To prove $A$ have square cardinality, Non-degenerate alternating bilinear form on a finite abelian group gives one approach.
On the other hand, lemma 4 of https://www.kurims.kyoto-u.ac.jp/~kyodo/kokyuroku/contents/pdf/0998-10.pdf gives another kind of explanation as the following.
Let $S$ be the subgroup of $A$ such that $\psi(s,s')=0$ for all $s,s'\in S$ and $S$ is maximal with respect to this property. Since $\psi(1,1)=0$, there is at least one subgroup with the property. Consider the character $X_a(s)=\psi(a,s)$ of $A$ for each $a\in A$. They are all distinc, since the pairing $\psi(a,s)$ is non-degenerate. Consider $A/S$. For each $a\in A/S$, we have a character of $S$ defined by $X_a(s)=\psi(a,s)$. By the definition of $S$, they are distinct. Therefore, $\hat{S} \cong A/S$. Therefore, $A\cong S×\hat{S}$.
Why 'Therefore, $\hat{S} \cong A/S$' holds ? We constructed characters on $A/S$ and know that they are all distinct. However, I am now stuck on how to deduce $\hat{S} \cong A/S$ from these ingredients. From these ingredients, there is a injective map from $A/S$ to $\hat{S}$, but I'm stuck with proving that is surjective. In other words, why character on $S$ comes from the character on $A/S$ ? Thank you for your help.

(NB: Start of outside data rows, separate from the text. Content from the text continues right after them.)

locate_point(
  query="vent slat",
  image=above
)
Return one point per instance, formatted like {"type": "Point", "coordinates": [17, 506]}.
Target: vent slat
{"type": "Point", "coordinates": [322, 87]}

P.S In sb945's answer, the problem is subjectivity of $c \mapsto X_c(s)$.
$a\in A/S$ takes the form $c+s'$, where $s'\in S, c\in C$ and $C\oplus S=A$
then $$\psi(a,s)=\psi(c+s',s)=\psi(c,s)+\underbrace{\psi(s',s)}_{=0}=\psi(c,s)=X_c(s)$$ hence $c\mapsto X_c(s)$ is the isomorphism from $C$ (which is $A/S$) to $\widehat S$
You may think of $\psi$ as symplectic forms and $S$ as Lagrangians to get insights.